Procedure for Engine Removal
Engine removal is not too difficult to do on most skis. This description is a general one and relies on your ability to analyze the situation at hand. If you see something connected that shouldn't be when time to pull the engine, by all means disconnect it before proceeding ! Also, a good way to avoid reassembly problems is to make sure to mark where fuel/oil/water hoses and wires went as well. Pictures of the steps as you disconnect things can't hurt either !
In this procedure, I skip disconnecting the fuel/oil lines and throttle/choke cables from the rotary assembly. If your rotary valve is damaged, you may need to remove the rotary assembly for machining.
You may want to consult a shop manual for your particular ski if you have any doubts about jumping into this project !.
- Metric socket set, ratchet, and extensions
- Metric allen wrenches
- 10 mm wrenches
- 13mm wrench
- Vise grips or pliers
- Flat head screwdriver
- Razor knife
Parts needed: Removal Procedure:
- Remove the jet pump (see pump removal page). You may be able to get the engine out without pulling the pump and shaft, but the shaft alignment should be checked when reinstalling the engine, so you should remove the pump now.
- Remove the pto/shaft cover (usually grey plastic, 2 wing nuts securing). Locate the black shaft boot and, using vise grips or pliers, twist off the clamps securing it. You then can pull out the shaft in most cases.
- Disconnect and remove the battery, removing the black ground wire first. Store it on a piece of wood or rubber and not directly on concrete or you will drain it. Locate the electrical connections that go from any boxes to the motor and unplug them. You may have to open any waterproof ignition boxes and disconnect from inside. Also pull the spark plug wires and place them on their grounding device (2 posts, may be orange, located near the upper magneto cover).
- Loosen the clamp where the tuned pipe connects to the (2"-3") hose using a flat screwdriver. Also disconnect any small water lines/hoses from the pipe. Then remove the 4 bolts/nuts securing the pipe flange to the exhaust manifold. Also remove any retaining clamps that secure the pipe to the engine and any bolts (13mm) that secure the pipe to the crankcase. You then can work the pipe out, using care not to damage your fiberglass. It may take a couple tries before you figure out how to rotate/twist it out.
- Locate the air box and open it up. Using an allen wrench, remove the bracket connecting the engine to carbs if there is one. Remove any allen head bolts holding the lower airbox parts to the carb(s) and remove the lower parts of the air box.
- Disconnect the water lines from the engine. They are typically located on the head and under the exhaust manifold. They are the hoses that connect to the jet pump and the exhaust outlet at the rear of the ski.
- Locate the 4 bolts securing the rotary cover and remove them. Locate the hose connecting the carb fuel pump to the crankcase and loosen clamp at crankcase. Cut any zip ties securing the choke/throttle cables to the hull as well as any fuel/oil hose ties. You then can pull out the rotary cover/carb assembly and secure out of the way. If you want to keep the rotary valve in its proper position, next take a rubber band and wrap around the rotary shaft to retain the valve on the shaft.

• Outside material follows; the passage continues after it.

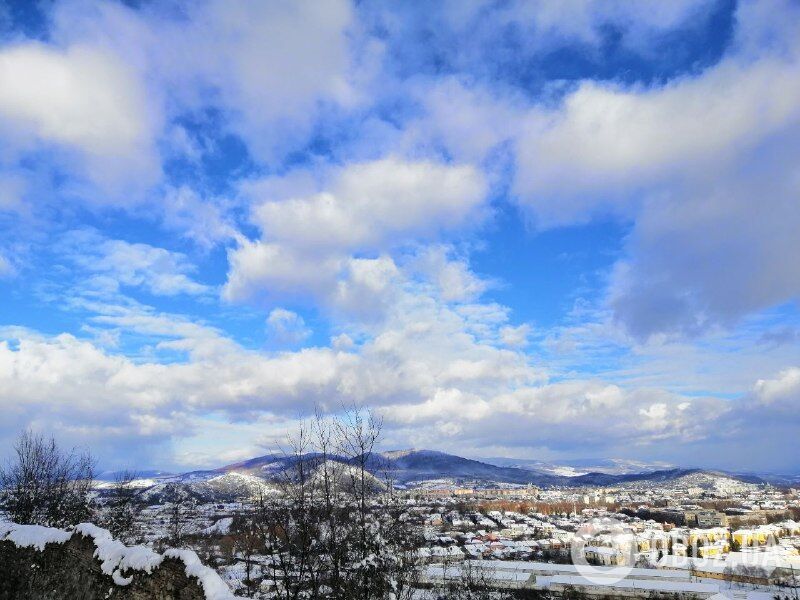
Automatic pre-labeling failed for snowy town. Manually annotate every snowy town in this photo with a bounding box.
[3,430,800,598]
[68,468,800,599]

- Locate the 2 large oil lines and disconnect from the crankcase. You can tie these up above the level of the tank to avoid making an oily mess in the hull, but you most likely will get some oil spillage in there, so be prepared with extra dry rags to soak it up. A trick to have the least oil spilled is to first remove the upper hose from the top of the oil tank. Then kink/clamp and remove the lower hose from the crankcase and quickly connect the upper hose to the lower fitting on the case. You then can take the lower hose and connect to the top of oil tank which will keep the oil in the tank. That keeps oil in the case while engine is being removed.

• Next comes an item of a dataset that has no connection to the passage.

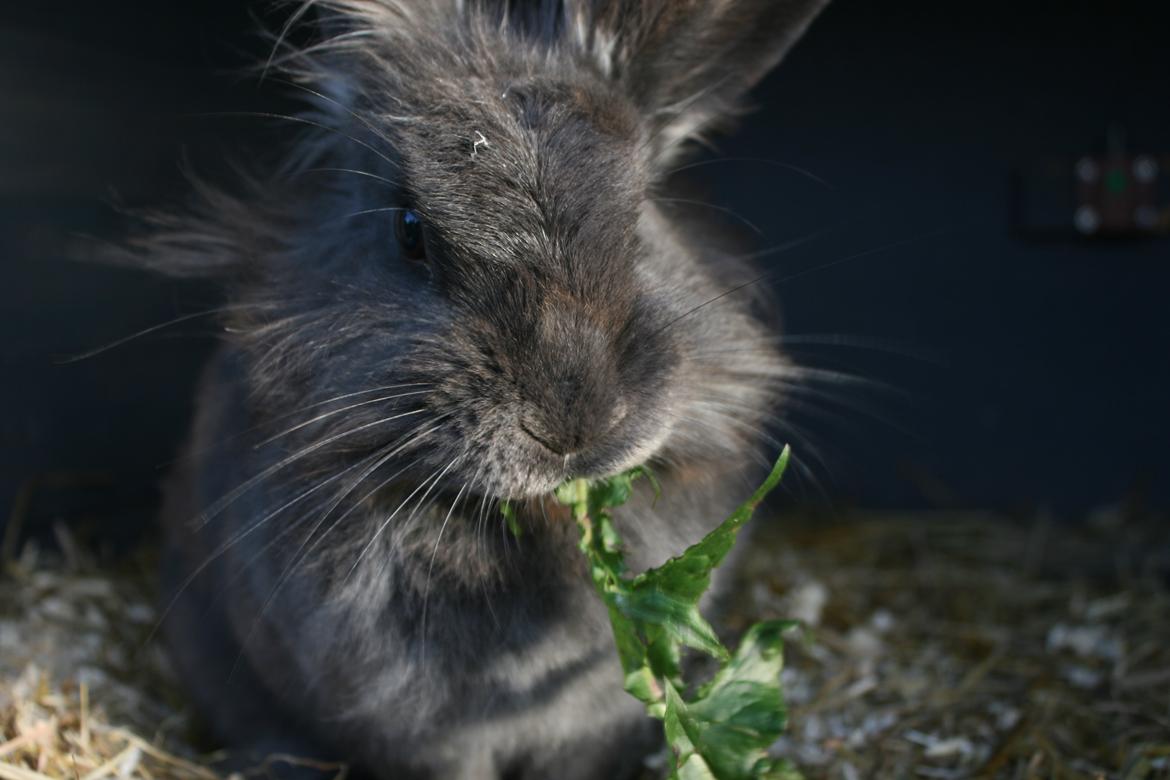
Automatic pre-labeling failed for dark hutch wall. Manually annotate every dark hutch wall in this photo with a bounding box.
[1,0,1168,546]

- Using a 13mm socket with a long extension, remove the 4 bolts securing the engine plate to the motor mounts. If any shims are under the 4 plate corners, remove them and make sure to note where they go.

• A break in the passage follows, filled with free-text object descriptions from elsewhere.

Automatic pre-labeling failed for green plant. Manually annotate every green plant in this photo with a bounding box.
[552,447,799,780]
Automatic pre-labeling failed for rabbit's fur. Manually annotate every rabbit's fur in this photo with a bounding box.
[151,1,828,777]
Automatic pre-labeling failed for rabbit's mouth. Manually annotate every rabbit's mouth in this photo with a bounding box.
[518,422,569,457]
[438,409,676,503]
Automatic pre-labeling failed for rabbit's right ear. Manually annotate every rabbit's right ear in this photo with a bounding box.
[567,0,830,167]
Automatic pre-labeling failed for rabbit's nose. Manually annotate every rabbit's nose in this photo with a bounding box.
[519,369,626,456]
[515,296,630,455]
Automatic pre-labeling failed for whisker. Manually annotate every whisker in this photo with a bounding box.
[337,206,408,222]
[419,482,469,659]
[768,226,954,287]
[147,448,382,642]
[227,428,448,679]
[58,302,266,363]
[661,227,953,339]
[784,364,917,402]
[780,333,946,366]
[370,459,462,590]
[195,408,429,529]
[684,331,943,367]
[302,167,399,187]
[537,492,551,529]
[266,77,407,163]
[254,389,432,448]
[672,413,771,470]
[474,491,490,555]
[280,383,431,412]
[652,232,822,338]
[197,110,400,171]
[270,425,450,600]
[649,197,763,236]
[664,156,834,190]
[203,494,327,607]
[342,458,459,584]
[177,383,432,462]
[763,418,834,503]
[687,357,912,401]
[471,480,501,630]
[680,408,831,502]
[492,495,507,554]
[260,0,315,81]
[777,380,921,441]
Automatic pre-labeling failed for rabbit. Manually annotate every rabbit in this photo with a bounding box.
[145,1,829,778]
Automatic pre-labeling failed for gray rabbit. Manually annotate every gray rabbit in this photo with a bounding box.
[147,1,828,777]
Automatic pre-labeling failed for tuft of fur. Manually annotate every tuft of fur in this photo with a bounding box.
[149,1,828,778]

- Look around for any missed items which need disconnected. If none are seen, you then can lift out the block. If you have a friend around, this can be a plus ! Before lifting, you may also want to place some padding or rags around the fiberglass edges so they don't get scratched when pulling the engine out. Once the engine is out, disconnect the starter wire at the starter using a 10mm wrench or socket. You then can relocate the assembly to the bench.
- While the engine is out, inspect your motor mounts and replace any broken/cracked/separated ones. This is also a good time to clean out the hull and get any loose bolts/parts/tools you may have dropped.
- When you're ready to reinstall the block, see the Engine Installation page.